Evidemment, pour le lecteur de Forum Opéra, l’intérêt principal de ce disque sera la prestation de Karen Vourc’h. Après des débuts fracassants, marqués notamment par sa Mélisande à l’Opéra-Comique en 2010, et un disque Grieg-Sibelius-Debussy sorti la même année, la soprano française s’est peu à peu faite plus rare sur les scènes lyriques. Plus précisément, son répertoire s’est très nettement centré sur le XXe siècle et sur la création. Après le Christophe Colomb de Félicien David en 2014, Karen Vourc’h s’est pour ainsi dire spécialisée dans la musique contemporaine. On ne s’étonnera donc pas outre mesure de l’entendre au cœur de ce programme hors-norme, qui ne relève pas du simple cross-over, mais s’aventure dans des terrains plus audacieux.
De ce fait, la voix que l’on entend ici n’est pas vraiment celle d’une chanteuse d’opéra, et la soprano y révèle un style bien différent.
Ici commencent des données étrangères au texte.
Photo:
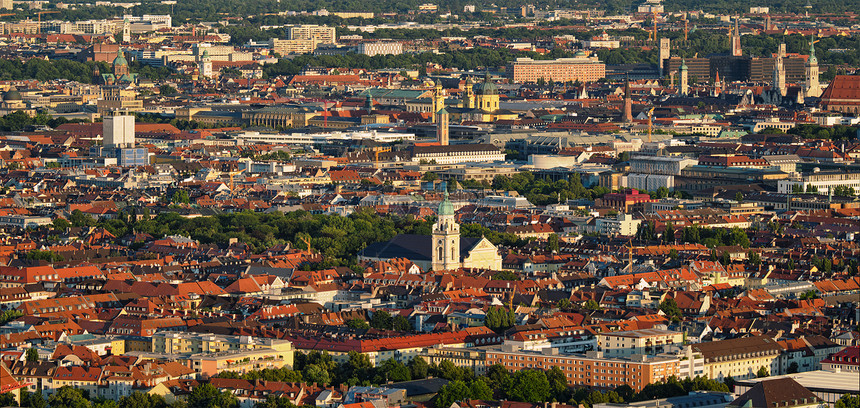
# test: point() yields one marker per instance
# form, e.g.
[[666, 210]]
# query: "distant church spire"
[[446, 238], [627, 116]]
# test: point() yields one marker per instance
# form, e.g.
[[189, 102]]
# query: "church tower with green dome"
[[120, 64], [446, 238]]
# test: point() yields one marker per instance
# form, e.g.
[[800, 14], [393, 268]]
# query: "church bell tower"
[[446, 238]]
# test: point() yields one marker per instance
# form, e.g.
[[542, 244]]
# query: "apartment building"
[[194, 343], [580, 68], [380, 48], [823, 182], [592, 369], [740, 358], [646, 341], [290, 46], [320, 34]]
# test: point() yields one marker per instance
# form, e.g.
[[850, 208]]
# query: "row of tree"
[[710, 237]]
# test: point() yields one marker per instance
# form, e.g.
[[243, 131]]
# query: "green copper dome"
[[12, 95], [120, 59], [812, 58], [488, 87], [445, 207]]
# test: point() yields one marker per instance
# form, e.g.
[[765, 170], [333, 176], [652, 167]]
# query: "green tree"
[[754, 258], [33, 399], [8, 315], [316, 373], [68, 397], [670, 308], [418, 368], [357, 324], [167, 90], [207, 396], [400, 323], [450, 393], [499, 319], [480, 390], [529, 386], [393, 370], [8, 400], [61, 224], [140, 400], [558, 385], [552, 243], [381, 320]]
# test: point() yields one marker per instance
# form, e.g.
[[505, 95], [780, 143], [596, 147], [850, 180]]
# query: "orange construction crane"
[[377, 150], [307, 242], [629, 247], [39, 14], [686, 30], [650, 114], [234, 173]]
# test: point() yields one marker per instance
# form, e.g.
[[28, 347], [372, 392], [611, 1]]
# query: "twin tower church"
[[444, 250]]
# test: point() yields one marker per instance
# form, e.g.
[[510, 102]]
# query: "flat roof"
[[641, 333], [842, 382]]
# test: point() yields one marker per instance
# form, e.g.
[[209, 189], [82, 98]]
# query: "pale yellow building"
[[645, 341], [739, 358]]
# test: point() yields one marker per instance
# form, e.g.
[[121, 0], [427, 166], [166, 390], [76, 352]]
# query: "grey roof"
[[420, 387], [412, 247]]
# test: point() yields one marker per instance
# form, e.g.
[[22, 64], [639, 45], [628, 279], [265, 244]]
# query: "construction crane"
[[234, 173], [655, 27], [686, 30], [629, 254], [377, 150], [650, 115], [39, 14]]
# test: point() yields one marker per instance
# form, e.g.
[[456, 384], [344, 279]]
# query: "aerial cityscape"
[[429, 204]]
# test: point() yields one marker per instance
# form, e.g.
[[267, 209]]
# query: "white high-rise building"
[[812, 88], [665, 46], [118, 131]]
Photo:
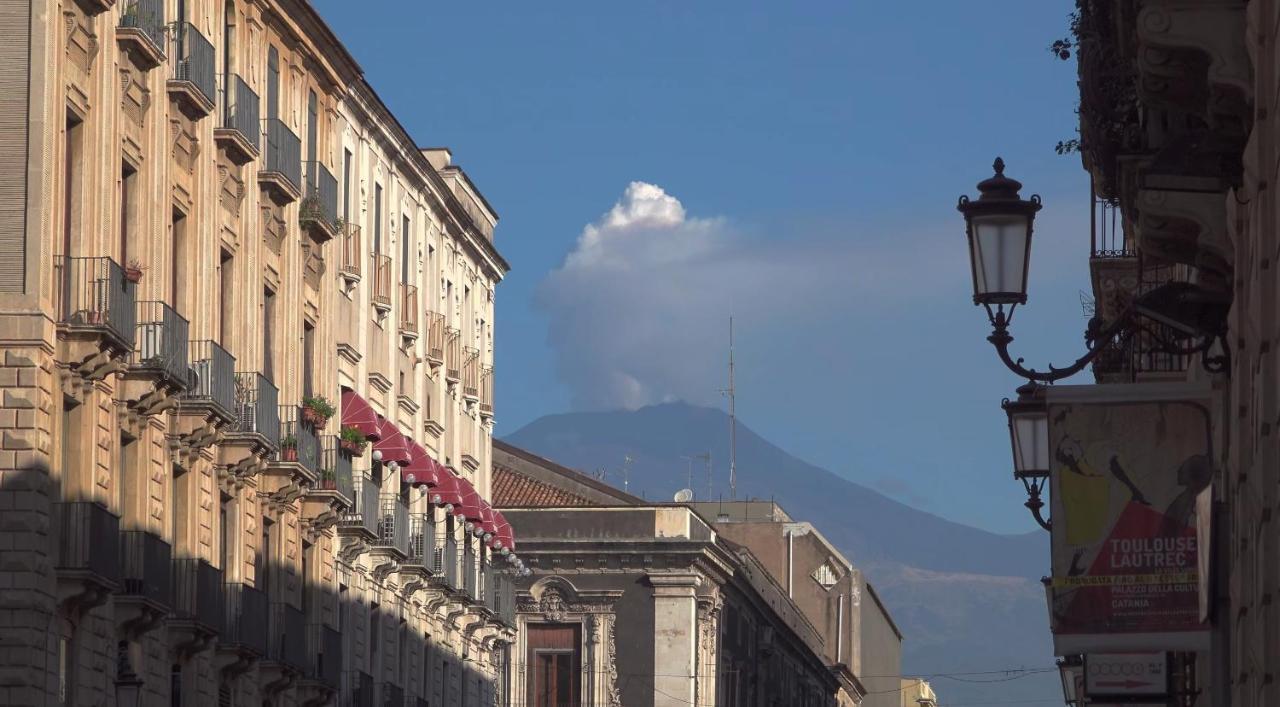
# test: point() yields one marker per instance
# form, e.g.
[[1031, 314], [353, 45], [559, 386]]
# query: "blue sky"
[[808, 158]]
Le jazz et la chanson n’ont pas du tout les mêmes exigences que Mozart et Verdi, que Karen Vourc’h chantait encore il y a quelques années. C’est dans « Gretchen am Spinrade » et « Auf dem Wasser zu singen », dont la ligne vocale n’a guète été bousculée, que l’on peut le mieux juger les qualités de la soprano. Même si l’on entend plus souvent « Marguerite au rouet » par des mezzos et que la légèreté de la voix surprend au départ, force est de dire ici que la justesse de certaines notes ne paraît pas très assurée et que les aigus sont un peu trop bas. Ce sont évidemment les aléas du direct, et comme l’ont expliqué les habitués de l’improvisation aux interprètes classiques, on ne refait pas une improvisation.